Objective: Transient neonatal diabetes mellitus (TNDM) is caused by activating mutations in ABCC8 and KCNJ11 genes (KATP/TNDM) or by chromosome 6q24 abnormalities (6q24/TNDM). We wanted to assess whether these different genetic aetiologies result in distinct clinical features.

Design: Retrospective analysis of the Italian data set of patients with TNDM.

Methods: Clinical features and treatment of 22 KATP/ TNDM patients and 12 6q24/TNDM patients were compared.

Results: Fourteen KATP/TNDM probands had a carrier parent with abnormal glucose values, four patients with 6q24 showed macroglossia and/or umbilical hernia. Median age at diabetes onset and birth weight were lower in patients with 6q24 (1 week; -2.27 SD) than those with KATP mutations (4.0 weeks; -1.04 SD) (p=0.009 and p=0.007, respectively). Median time to remission was longer in KATP/TNDM than 6q24/TNDM (21.5 vs 12 weeks) (p=0.002). Two KATP/TNDM patients entered diabetes remission without pharmacological therapy. A proband with the ABCC8/L225P variant previously associated with permanent neonatal diabetes entered 7-year long remission after 1 year of sulfonylurea therapy. Seven diabetic individuals with KATP mutations were successfully treated with sulfonylurea monotherapy; four cases with relapsing 6q24/TNDM were treated with insulin, metformin or combination therapy.

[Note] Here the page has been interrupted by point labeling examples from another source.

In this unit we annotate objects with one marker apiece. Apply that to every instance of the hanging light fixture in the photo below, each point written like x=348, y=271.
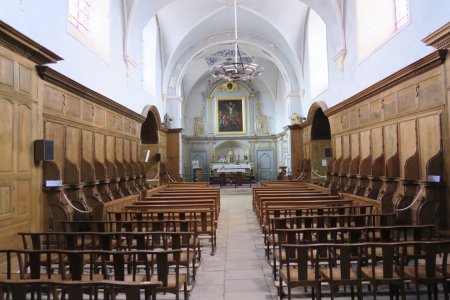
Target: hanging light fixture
x=239, y=67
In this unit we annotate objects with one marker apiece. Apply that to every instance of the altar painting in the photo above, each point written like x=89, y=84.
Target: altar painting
x=230, y=115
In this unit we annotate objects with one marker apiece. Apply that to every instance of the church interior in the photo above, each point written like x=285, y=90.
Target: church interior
x=309, y=138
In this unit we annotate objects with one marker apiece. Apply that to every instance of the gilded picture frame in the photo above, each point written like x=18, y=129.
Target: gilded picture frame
x=231, y=115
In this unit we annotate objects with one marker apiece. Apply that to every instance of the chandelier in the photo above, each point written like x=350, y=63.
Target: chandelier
x=239, y=67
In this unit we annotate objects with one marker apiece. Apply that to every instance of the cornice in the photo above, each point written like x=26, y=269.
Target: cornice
x=24, y=46
x=421, y=66
x=72, y=86
x=440, y=39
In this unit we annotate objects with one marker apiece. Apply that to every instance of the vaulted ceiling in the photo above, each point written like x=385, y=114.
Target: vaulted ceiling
x=271, y=31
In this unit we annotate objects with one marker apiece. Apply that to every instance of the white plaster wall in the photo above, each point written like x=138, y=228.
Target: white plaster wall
x=402, y=49
x=45, y=21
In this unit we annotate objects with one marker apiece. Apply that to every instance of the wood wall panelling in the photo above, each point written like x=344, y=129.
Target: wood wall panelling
x=99, y=143
x=73, y=145
x=432, y=91
x=376, y=110
x=376, y=138
x=53, y=99
x=110, y=148
x=389, y=105
x=429, y=140
x=25, y=79
x=406, y=99
x=6, y=71
x=24, y=144
x=119, y=149
x=6, y=200
x=99, y=117
x=88, y=145
x=365, y=143
x=407, y=142
x=6, y=135
x=23, y=199
x=364, y=114
x=390, y=140
x=88, y=112
x=72, y=106
x=354, y=143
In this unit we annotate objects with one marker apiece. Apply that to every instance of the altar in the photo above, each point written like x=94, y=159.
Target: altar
x=230, y=168
x=230, y=171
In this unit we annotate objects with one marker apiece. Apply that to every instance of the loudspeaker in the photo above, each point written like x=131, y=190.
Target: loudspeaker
x=43, y=150
x=145, y=155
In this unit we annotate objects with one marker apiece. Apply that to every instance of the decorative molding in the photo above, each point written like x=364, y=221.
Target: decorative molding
x=22, y=45
x=440, y=39
x=72, y=86
x=423, y=65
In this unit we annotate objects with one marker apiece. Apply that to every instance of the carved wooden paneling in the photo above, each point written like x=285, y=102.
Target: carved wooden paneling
x=354, y=121
x=88, y=112
x=6, y=198
x=88, y=145
x=134, y=148
x=73, y=106
x=6, y=71
x=119, y=122
x=55, y=132
x=53, y=99
x=406, y=99
x=73, y=145
x=6, y=135
x=126, y=150
x=376, y=111
x=376, y=138
x=338, y=146
x=429, y=140
x=24, y=145
x=407, y=142
x=345, y=121
x=119, y=149
x=110, y=148
x=24, y=79
x=431, y=91
x=23, y=201
x=336, y=124
x=100, y=147
x=100, y=117
x=365, y=143
x=364, y=114
x=390, y=140
x=346, y=146
x=354, y=143
x=389, y=105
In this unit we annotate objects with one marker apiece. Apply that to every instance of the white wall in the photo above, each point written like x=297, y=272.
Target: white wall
x=45, y=21
x=402, y=49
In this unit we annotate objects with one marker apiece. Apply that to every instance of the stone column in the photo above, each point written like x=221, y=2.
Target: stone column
x=210, y=115
x=173, y=107
x=251, y=114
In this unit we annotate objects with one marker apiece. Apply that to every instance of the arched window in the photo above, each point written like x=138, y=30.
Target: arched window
x=150, y=42
x=317, y=53
x=88, y=22
x=377, y=21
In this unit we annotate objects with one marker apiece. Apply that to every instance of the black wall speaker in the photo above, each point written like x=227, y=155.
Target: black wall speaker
x=43, y=150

Conclusions: If TNDM is suspected, KATP genes should be analyzed first with the exception of patients with macroglossia and/or umbilical hernia. Remission of diabetes without pharmacological therapy should not preclude genetic analysis. Early treatment with sulfonylurea may induce long-lasting remission of diabetes in patients with KATP mutations associated with PNDM. Adult patients carrying KATP/TNDM mutations respond favourably to sulfonylurea monotherapy.